MAT just trades one addiction for another.
MAT bridges the biological and behavioral components of addiction. Research indicates that a combination of medication and behavioral therapies can successfully treat SUDs and help sustain recovery.
MAT is only for the short term.
Research shows that patients on MAT for at least 1-2 years have the greatest rates of long-term success. There is currently no evidence to support benefits from stopping MAT.
My patient’s condition is not severe enough to require MAT.
MAT utilizes a multitude of different medication options (agonists, partial agonists and antagonists) that can be tailored to fit the unique needs of the patient.
MAT increases the risk for overdose in patients.

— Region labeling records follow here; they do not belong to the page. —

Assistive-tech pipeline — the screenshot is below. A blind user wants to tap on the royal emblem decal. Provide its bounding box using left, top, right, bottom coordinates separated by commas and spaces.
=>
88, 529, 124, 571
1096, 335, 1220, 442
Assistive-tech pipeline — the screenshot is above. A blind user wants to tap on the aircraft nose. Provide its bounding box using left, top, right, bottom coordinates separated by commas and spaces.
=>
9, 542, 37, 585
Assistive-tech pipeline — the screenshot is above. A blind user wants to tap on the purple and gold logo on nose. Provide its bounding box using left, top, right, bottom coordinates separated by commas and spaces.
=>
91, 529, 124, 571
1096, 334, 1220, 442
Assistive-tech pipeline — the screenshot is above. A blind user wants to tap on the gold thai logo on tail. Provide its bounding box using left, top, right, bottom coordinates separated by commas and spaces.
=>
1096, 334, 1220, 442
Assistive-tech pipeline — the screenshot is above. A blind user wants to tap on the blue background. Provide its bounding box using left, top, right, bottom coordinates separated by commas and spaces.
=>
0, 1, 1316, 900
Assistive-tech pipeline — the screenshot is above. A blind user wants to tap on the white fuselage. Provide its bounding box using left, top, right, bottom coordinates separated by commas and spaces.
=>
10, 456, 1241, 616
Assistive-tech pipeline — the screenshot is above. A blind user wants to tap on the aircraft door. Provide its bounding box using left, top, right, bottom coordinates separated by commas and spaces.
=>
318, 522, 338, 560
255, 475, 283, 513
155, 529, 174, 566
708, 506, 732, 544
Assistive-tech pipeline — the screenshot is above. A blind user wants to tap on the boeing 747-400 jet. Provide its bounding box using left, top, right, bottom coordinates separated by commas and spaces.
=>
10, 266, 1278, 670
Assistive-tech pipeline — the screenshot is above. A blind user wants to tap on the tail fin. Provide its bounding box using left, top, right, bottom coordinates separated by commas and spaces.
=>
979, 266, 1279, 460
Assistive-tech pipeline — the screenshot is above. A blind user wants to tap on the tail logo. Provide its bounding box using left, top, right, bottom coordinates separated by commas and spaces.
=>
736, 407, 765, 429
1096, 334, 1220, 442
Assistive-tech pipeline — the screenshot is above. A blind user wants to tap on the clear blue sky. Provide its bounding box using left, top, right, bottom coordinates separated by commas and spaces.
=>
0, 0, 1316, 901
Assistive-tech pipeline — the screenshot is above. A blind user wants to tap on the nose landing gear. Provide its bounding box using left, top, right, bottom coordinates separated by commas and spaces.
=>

MAT helps to prevent overdoses from occurring. Even a single use of opioids after detoxification can result in a life-threatening or fatal overdose. Following detoxification, tolerance to the euphoria brought on by opioid use remains higher than tolerance to respiratory depression.
Providing MAT will only disrupt and hinder a patient’s recovery process.
MAT has been shown to assist patients in recovery by improving quality of life, level of functioning and the ability to handle stress. Above all, MAT helps reduce mortality while patients begin recovery.
There isn’t any proof that MAT is better than abstinence.
MAT is evidence-based and is the recommended course of treatment for opioid addiction. American Academy of Addiction Psychiatry, American Medical Association, The National Institute on Drug Abuse, Substance Abuse and Mental Health Services Administration, National Institute on Alcohol Abuse and Alcoholism, Centers for Disease Control and Prevention, and other agencies emphasize MAT as first line treatment.
Most insurance plans don’t cover MAT.
All state Medicaid programs cover at least one MAT medication and most cover all three (methadone, buprenorphine and naltrexone). In addition, the Mental Health Parity and Addiction Equity Act (MHPAEA) of 2008 requires health insurers and group health plans to provide the same level of benefits for mental and/or substance use treatment and services that they do for medical/surgical care.